El arsenal tecnológico no evitó que fuera cediendo tiempo de forma paulatina, hasta acabar en la cima a 1:57 minutos de la Orbea que Mayo condujo a más de 23 kilómetros por hora de media. Tremendo.
Nadie ha podido acercarse a eso. Ese día, Tyler Hamilton, después condenado por dopaje, fue segundo a 35 segundos de Mayo; y Óscar Sevilla, también apartado, fue tercero a 1:03 minutos.
Esos tiempos, más el de Armstrong y los 57:39 que marcó otro español, Juan Miguel Mercado, están entre los diez mejores de todos los tiempos en el Mont Ventoux, por supuesto, sujetos a todo tipo de interrogantes por cuanto fue aconteciendo después.
Bajo el calor que apretaba a 33 grados de aquella tarde, Mayo sentenció su victoria en el Dauphiné y el Ventoux dictó que Armstrong encajara su mayor derrota parcial en su ciclo de siete años victoriosos.
Años después, la EPO se cruzó en el camino de Mayo en 2007 y Armstrong acabó por admitir que fue producto del mayor engranaje de dopaje colectivo de la historia del deporte. Y hoy, el efecto del tiempo y la caída en desgracia de ambos corredores van borrando de la memoria colectiva aquel impactante resultado firmado por corredores que todavía hoy lideran la tabla histórica de tiempos del Mont Ventoux.

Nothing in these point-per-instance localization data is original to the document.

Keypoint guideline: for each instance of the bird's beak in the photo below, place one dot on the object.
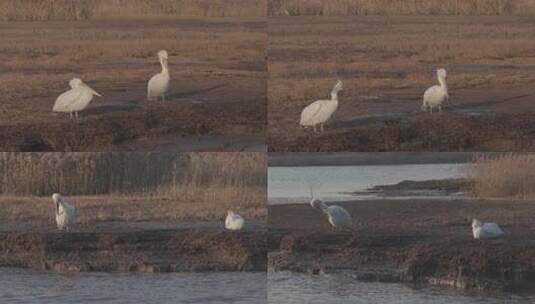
(93, 91)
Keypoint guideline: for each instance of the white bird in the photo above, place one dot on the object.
(65, 213)
(437, 94)
(338, 216)
(159, 83)
(234, 221)
(486, 230)
(76, 99)
(320, 111)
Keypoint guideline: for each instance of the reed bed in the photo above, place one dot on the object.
(133, 186)
(504, 176)
(126, 172)
(74, 10)
(394, 7)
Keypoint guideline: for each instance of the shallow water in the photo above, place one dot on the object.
(24, 286)
(290, 288)
(334, 182)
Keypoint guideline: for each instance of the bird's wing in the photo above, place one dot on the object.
(88, 88)
(66, 99)
(311, 110)
(339, 212)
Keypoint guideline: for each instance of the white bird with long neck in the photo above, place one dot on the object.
(320, 111)
(234, 221)
(65, 213)
(159, 83)
(76, 99)
(338, 217)
(486, 230)
(437, 94)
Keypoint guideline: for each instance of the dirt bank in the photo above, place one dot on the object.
(386, 64)
(142, 247)
(410, 241)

Una lista casi proscrita, difícilmente sostenible si se maneja la crónica de sucesos posterior. Un dato: el Chris Froome de 2013, enfrascado casi desde el pie del Ventoux en una persecución a Nairo Quintana, marcó 59 minutos exactos tras ser capaz de dejar atrás al colombiano en el último kilómetro.

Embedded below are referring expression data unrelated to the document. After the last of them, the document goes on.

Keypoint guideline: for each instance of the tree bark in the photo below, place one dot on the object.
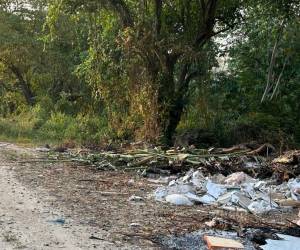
(25, 88)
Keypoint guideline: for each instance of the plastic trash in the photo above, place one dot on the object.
(287, 242)
(238, 178)
(215, 190)
(260, 207)
(179, 200)
(135, 198)
(294, 186)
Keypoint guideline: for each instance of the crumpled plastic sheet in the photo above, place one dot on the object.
(235, 190)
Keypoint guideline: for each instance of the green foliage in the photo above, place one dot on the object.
(95, 71)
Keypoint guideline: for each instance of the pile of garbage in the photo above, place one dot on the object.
(237, 191)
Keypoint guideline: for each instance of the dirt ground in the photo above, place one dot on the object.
(46, 205)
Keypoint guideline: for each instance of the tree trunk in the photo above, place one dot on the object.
(25, 88)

Y lo que ese día fue una exhibición, en realidad se quedó a 3:09 minutos de lo que hizo Iban Mayo, el día en que el vasco, sea como fuere, domó al insaciable Armstrong y humanizó la cima del terrible Gigante provenzano, el infierno donde el Mistral ha llegado a soplar a 320 kilómetros por hora y que ha hecho que el Tour busque refugio en el Chalet Reynard, ante el temor de sumar ciclistas despedidos por el viento a la leyenda negra del Monte Pelado.